Dr. Rebecca Curran practices family medicine with Our Lady of Lourdes.
She also has a PhD in Epidemiology and has studied infectious disease outbreaks.
She understands the fatigue around the pandemic and talk of vaccines but says the only way to help end the conversation is rolling up sleeves and get vaccinated.
Health officials say COVID-19 vaccines are effective and are critical to bringing the pandemic under control.
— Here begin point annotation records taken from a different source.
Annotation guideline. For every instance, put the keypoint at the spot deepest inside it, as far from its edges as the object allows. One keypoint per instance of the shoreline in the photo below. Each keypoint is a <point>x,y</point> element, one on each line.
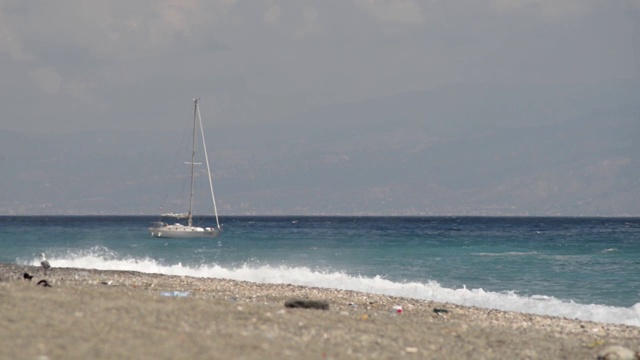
<point>108,314</point>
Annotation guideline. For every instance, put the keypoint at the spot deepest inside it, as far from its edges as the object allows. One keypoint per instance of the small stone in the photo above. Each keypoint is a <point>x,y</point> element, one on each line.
<point>307,304</point>
<point>617,352</point>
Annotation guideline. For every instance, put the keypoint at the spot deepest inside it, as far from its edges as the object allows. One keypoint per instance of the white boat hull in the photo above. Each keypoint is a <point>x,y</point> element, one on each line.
<point>182,231</point>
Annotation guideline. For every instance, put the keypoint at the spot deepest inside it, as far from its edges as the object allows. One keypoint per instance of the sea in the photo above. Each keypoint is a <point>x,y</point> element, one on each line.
<point>579,268</point>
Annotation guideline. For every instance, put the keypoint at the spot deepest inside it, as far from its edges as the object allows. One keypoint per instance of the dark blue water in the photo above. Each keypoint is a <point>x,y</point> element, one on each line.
<point>575,267</point>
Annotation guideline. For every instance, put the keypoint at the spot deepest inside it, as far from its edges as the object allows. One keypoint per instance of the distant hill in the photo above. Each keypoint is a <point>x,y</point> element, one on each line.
<point>453,151</point>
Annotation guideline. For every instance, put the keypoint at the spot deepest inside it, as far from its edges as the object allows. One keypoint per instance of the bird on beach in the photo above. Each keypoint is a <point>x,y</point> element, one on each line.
<point>45,264</point>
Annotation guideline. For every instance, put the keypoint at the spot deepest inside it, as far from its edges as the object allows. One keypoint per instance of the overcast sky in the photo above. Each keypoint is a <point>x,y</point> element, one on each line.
<point>84,65</point>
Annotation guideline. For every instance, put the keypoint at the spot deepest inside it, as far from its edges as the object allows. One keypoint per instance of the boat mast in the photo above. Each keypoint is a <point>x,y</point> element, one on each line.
<point>206,158</point>
<point>193,162</point>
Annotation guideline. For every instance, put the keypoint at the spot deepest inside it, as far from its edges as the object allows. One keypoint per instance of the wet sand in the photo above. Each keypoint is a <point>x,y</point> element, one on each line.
<point>91,314</point>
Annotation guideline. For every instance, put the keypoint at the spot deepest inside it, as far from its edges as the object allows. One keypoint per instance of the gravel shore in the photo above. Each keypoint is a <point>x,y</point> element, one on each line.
<point>92,314</point>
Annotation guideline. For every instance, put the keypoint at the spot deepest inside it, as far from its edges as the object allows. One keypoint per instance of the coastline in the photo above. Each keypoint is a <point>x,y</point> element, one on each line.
<point>124,314</point>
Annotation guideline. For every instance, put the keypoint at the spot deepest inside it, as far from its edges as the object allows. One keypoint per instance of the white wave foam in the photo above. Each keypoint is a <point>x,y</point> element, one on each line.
<point>509,301</point>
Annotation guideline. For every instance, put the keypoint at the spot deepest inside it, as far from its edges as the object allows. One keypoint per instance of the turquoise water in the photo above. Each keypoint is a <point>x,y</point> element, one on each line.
<point>584,268</point>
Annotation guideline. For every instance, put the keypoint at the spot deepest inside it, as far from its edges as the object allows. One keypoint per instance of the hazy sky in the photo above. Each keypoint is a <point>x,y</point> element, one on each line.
<point>80,65</point>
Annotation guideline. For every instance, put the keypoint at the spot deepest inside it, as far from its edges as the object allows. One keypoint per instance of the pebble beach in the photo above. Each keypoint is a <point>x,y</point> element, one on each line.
<point>100,314</point>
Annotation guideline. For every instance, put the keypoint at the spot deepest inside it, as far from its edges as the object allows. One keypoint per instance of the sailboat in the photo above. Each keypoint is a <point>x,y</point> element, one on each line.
<point>162,229</point>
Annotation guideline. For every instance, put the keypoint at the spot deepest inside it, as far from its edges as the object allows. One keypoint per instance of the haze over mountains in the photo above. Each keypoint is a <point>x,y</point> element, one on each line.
<point>456,150</point>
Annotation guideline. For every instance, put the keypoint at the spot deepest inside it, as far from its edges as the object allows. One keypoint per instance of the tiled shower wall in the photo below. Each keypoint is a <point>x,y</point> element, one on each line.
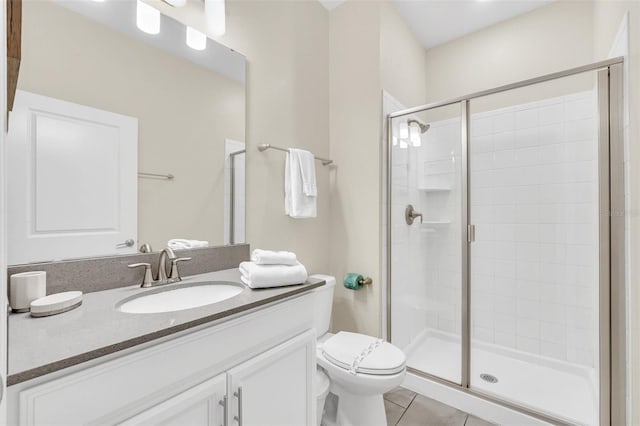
<point>534,203</point>
<point>533,188</point>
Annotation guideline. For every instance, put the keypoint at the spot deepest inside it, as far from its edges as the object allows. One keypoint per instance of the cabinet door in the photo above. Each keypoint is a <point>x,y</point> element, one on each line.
<point>202,405</point>
<point>275,388</point>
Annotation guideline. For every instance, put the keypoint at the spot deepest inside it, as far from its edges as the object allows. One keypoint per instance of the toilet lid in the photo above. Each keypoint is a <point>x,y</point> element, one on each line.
<point>360,353</point>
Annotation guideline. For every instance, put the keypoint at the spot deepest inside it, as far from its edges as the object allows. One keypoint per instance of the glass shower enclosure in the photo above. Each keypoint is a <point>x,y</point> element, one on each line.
<point>500,242</point>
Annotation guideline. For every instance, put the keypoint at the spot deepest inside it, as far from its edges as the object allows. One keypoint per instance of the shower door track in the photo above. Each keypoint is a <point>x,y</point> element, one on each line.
<point>612,307</point>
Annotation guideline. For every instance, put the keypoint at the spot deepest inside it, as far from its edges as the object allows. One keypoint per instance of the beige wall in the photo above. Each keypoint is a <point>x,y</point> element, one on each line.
<point>552,38</point>
<point>355,140</point>
<point>607,19</point>
<point>173,100</point>
<point>380,53</point>
<point>287,48</point>
<point>403,60</point>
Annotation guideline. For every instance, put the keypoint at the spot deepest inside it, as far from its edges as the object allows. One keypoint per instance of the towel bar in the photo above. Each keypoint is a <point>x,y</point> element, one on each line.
<point>264,146</point>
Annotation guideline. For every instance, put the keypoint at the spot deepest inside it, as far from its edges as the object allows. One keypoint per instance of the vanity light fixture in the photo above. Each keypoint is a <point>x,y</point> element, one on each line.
<point>147,18</point>
<point>214,11</point>
<point>195,39</point>
<point>176,3</point>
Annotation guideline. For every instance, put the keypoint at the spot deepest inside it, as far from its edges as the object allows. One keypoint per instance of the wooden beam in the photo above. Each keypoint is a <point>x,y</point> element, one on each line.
<point>14,48</point>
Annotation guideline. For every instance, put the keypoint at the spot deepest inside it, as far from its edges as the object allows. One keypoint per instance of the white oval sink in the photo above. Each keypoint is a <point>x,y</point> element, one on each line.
<point>180,298</point>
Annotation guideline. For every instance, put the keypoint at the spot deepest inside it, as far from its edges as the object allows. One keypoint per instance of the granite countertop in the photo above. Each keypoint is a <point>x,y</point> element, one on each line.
<point>38,346</point>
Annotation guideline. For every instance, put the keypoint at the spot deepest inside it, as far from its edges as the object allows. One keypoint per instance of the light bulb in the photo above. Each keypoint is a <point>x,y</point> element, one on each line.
<point>176,3</point>
<point>214,11</point>
<point>195,39</point>
<point>403,130</point>
<point>414,134</point>
<point>147,18</point>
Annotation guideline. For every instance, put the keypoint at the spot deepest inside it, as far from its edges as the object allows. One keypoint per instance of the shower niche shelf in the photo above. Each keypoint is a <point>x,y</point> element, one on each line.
<point>435,224</point>
<point>434,189</point>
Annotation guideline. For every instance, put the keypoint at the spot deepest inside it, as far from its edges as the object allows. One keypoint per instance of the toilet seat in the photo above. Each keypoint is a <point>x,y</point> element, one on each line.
<point>359,353</point>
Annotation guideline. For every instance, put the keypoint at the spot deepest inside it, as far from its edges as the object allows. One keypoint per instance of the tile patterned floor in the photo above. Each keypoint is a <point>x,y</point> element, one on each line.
<point>406,408</point>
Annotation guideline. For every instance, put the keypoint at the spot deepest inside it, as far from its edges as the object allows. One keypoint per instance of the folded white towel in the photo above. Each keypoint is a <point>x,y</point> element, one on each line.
<point>270,257</point>
<point>180,244</point>
<point>300,189</point>
<point>262,276</point>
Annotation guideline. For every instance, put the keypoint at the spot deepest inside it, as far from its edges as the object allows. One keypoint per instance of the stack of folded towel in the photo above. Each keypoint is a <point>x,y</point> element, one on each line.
<point>181,243</point>
<point>272,269</point>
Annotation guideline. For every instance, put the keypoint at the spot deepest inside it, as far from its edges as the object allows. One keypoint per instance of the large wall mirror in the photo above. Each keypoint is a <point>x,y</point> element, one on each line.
<point>185,108</point>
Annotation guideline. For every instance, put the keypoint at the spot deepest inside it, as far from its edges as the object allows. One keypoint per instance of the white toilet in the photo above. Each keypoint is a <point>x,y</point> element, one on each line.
<point>360,368</point>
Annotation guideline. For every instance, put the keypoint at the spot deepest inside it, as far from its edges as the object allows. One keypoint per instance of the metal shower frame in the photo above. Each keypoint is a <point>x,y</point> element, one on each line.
<point>612,304</point>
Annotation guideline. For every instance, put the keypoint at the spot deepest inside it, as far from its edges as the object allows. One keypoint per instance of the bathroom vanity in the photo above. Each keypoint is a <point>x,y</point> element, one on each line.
<point>247,360</point>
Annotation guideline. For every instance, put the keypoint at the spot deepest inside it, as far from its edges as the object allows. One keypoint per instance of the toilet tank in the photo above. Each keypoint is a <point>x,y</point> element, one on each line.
<point>323,303</point>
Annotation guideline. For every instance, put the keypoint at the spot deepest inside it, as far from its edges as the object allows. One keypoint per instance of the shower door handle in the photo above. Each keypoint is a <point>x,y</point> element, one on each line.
<point>410,215</point>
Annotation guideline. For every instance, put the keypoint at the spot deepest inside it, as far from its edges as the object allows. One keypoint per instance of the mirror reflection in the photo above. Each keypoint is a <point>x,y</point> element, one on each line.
<point>187,111</point>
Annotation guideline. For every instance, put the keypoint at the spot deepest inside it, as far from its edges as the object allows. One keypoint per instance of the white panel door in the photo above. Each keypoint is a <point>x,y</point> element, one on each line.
<point>72,180</point>
<point>202,405</point>
<point>275,388</point>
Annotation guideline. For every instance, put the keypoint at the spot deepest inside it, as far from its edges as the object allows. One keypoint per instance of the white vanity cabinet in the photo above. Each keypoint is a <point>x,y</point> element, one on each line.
<point>260,364</point>
<point>201,405</point>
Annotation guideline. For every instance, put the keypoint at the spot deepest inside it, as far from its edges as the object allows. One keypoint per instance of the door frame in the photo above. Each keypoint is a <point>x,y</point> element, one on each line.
<point>3,214</point>
<point>612,312</point>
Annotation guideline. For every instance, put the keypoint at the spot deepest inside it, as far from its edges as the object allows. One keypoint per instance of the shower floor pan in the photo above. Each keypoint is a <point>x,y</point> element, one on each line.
<point>552,387</point>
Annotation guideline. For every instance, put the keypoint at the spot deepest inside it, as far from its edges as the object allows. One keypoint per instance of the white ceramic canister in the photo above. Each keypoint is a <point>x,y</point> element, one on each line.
<point>26,287</point>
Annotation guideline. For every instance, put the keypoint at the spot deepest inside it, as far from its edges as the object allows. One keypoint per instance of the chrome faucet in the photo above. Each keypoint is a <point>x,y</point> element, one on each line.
<point>161,277</point>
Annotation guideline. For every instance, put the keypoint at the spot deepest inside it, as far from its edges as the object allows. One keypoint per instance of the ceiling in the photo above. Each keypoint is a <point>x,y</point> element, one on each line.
<point>435,22</point>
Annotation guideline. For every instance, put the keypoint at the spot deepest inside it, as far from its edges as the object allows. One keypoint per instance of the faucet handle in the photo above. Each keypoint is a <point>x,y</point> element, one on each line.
<point>174,276</point>
<point>147,280</point>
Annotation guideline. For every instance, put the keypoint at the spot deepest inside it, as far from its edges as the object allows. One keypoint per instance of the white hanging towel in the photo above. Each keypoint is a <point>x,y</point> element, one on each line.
<point>300,189</point>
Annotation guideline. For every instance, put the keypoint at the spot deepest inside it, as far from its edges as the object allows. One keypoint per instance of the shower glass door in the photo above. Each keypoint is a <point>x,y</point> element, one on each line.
<point>425,239</point>
<point>534,274</point>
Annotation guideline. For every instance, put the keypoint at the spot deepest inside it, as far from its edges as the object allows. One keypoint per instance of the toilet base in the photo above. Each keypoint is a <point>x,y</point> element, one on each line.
<point>358,410</point>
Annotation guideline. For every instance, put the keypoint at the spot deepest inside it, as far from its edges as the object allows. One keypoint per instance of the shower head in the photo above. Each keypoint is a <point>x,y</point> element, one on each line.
<point>423,127</point>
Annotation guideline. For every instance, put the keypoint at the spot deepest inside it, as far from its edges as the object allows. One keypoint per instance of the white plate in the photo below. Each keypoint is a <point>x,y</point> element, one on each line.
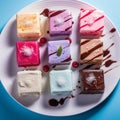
<point>78,104</point>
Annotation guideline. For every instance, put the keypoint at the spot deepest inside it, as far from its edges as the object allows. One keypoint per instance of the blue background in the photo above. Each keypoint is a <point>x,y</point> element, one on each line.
<point>109,109</point>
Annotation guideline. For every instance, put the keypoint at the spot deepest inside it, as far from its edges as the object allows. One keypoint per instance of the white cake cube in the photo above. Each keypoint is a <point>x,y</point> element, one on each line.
<point>29,83</point>
<point>28,25</point>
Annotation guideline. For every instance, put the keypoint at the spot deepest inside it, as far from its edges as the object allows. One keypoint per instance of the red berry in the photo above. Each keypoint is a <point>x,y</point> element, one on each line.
<point>46,68</point>
<point>75,64</point>
<point>43,40</point>
<point>69,39</point>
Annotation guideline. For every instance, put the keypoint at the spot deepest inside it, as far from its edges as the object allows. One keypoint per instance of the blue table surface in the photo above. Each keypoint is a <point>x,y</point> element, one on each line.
<point>109,109</point>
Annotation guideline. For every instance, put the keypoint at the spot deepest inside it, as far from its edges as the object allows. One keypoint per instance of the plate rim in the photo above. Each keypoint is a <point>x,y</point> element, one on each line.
<point>92,107</point>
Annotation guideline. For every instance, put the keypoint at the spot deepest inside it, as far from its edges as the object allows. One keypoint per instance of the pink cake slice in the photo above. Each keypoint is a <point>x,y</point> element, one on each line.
<point>91,23</point>
<point>60,22</point>
<point>27,53</point>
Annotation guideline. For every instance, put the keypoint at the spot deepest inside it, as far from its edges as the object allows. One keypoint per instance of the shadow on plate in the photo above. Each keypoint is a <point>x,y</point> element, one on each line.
<point>25,100</point>
<point>12,34</point>
<point>12,64</point>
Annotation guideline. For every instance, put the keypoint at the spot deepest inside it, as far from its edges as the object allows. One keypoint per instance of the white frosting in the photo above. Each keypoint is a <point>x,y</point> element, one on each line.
<point>90,79</point>
<point>60,81</point>
<point>27,51</point>
<point>28,23</point>
<point>59,21</point>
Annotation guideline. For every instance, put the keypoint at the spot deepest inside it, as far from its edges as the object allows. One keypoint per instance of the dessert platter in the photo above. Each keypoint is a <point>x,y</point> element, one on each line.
<point>59,58</point>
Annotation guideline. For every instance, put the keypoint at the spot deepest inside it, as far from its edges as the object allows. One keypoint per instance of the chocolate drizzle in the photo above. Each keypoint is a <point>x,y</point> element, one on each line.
<point>109,63</point>
<point>107,51</point>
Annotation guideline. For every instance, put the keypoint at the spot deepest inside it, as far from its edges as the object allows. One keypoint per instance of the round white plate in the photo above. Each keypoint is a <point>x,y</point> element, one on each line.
<point>79,103</point>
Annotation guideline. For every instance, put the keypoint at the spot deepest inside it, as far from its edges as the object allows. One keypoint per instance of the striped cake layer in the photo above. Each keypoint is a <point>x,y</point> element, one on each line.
<point>64,56</point>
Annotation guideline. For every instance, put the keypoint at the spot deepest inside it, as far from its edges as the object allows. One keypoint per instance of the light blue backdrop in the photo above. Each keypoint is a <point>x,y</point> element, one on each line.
<point>109,109</point>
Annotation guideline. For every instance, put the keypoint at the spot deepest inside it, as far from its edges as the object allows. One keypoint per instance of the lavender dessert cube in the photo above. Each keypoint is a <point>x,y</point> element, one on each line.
<point>59,52</point>
<point>60,22</point>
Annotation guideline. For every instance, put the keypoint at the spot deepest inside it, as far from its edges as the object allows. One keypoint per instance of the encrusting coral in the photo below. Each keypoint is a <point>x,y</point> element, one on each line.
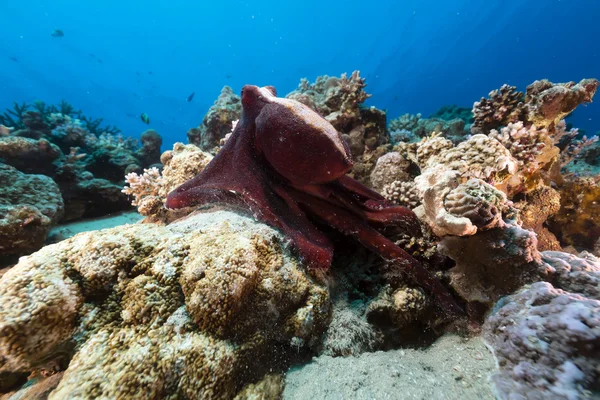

Pfizer, Moderna, and the single dose Johnson and Johnson are FDA approved for emergency use against COVID-19 and its variants.
Here’s how it works:
- mRNA vaccines teach our cells how to make a protein or a piece of a protein that triggers an immune response inside our bodies.
- That immune response, which produces antibodies, is what protects us from getting infected if the virus does enter our bodies.
Dr. Curran explains mRNA vaccines do not use the live virus that causes COVID-19, meaning it does not give anyone COVID-19.
They do not affect or change our DNA in any way.
She says mRNA never enters the nucleus of the cell, which is where our DNA is kept.
While the vaccines are working well, Dr. Curran says no vaccine is 100% effective.
She says there are vaccine breakthrough cases but the data suggests that vaccination may make symptoms less severe.